Am Abend fand dann die KV Versammlung im BSC-Schuppen statt, in deren Verlauf ich meinen Verein, die SV03 Berlin, als Ausrichter der IDM 2026 präsentieren durfte. Im Anschluss gab es ein sehr schmackhaftes türkisches Essen vom Grill, das jedoch angesichts der ausgesprochen hungrigen Finnseglermeute viel zu langsam zubereitet wurde und daher nicht den Anklang fand, den es geschmacklich verdient hätte.

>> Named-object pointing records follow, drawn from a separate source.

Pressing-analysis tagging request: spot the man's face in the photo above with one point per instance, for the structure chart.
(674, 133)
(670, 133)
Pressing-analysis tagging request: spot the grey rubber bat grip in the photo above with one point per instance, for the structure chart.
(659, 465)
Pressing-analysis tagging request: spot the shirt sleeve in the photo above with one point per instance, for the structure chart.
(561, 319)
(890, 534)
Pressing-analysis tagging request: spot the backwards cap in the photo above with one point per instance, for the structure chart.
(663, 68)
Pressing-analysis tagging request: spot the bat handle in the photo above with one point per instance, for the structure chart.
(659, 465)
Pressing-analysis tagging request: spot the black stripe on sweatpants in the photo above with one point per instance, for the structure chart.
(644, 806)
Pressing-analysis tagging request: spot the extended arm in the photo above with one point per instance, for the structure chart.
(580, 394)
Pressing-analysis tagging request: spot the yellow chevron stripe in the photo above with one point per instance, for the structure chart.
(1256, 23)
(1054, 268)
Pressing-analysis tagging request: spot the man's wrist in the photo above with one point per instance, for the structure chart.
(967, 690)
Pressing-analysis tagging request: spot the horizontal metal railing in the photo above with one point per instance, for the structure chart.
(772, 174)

Wie vorhergesagt wartete der Freitag zwar mit warmem aber windfreiem Wetter auf und so fanden keine Rennen, sondern nur die Siegerehrung und Abschlussfeier am Abend statt. Internationaler Deutscher Meister der Finns 2024 wurde verdientermaßen André, Nicolas wurde Vize und ich Dritter. Es wurden sehr schöne Preise überreicht, die von einer Lokalen Künstlerin aus aufbereitetem Treibholz hergestellt waren.

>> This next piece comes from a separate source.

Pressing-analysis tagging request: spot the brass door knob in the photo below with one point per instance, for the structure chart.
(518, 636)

Ebenfalls entsprechend der Vorhersage zeigte sich der Samstag dann mit perfekten Segelbedingungen, die von uns jedoch zum Verladen der Boote und Abbau der Zelte genutzt wurden. Dabei  war es erst Samstag und der Sonntag hätte als Resietag völlig ausgereicht. Einige Teilnehmer zogen dann wie ich weiter nach Aarhus zum Gold Cup, der vier Tage später mit dem ersten Rennen startete.

Alles in allem war es eine sehr schöne Meisterschaft mit gut organisiertem Rahmenprogramm in einem gewohnt gastfreundlichen Blankeneser Segelclub. Schade nur, dass sie auf lediglich 3 Segeltage angelegt war und so Rennen durchgeführt werden mussten, die einer IDM der Finns unwürdig waren und zu keinem ausgeglichen Klassement führten.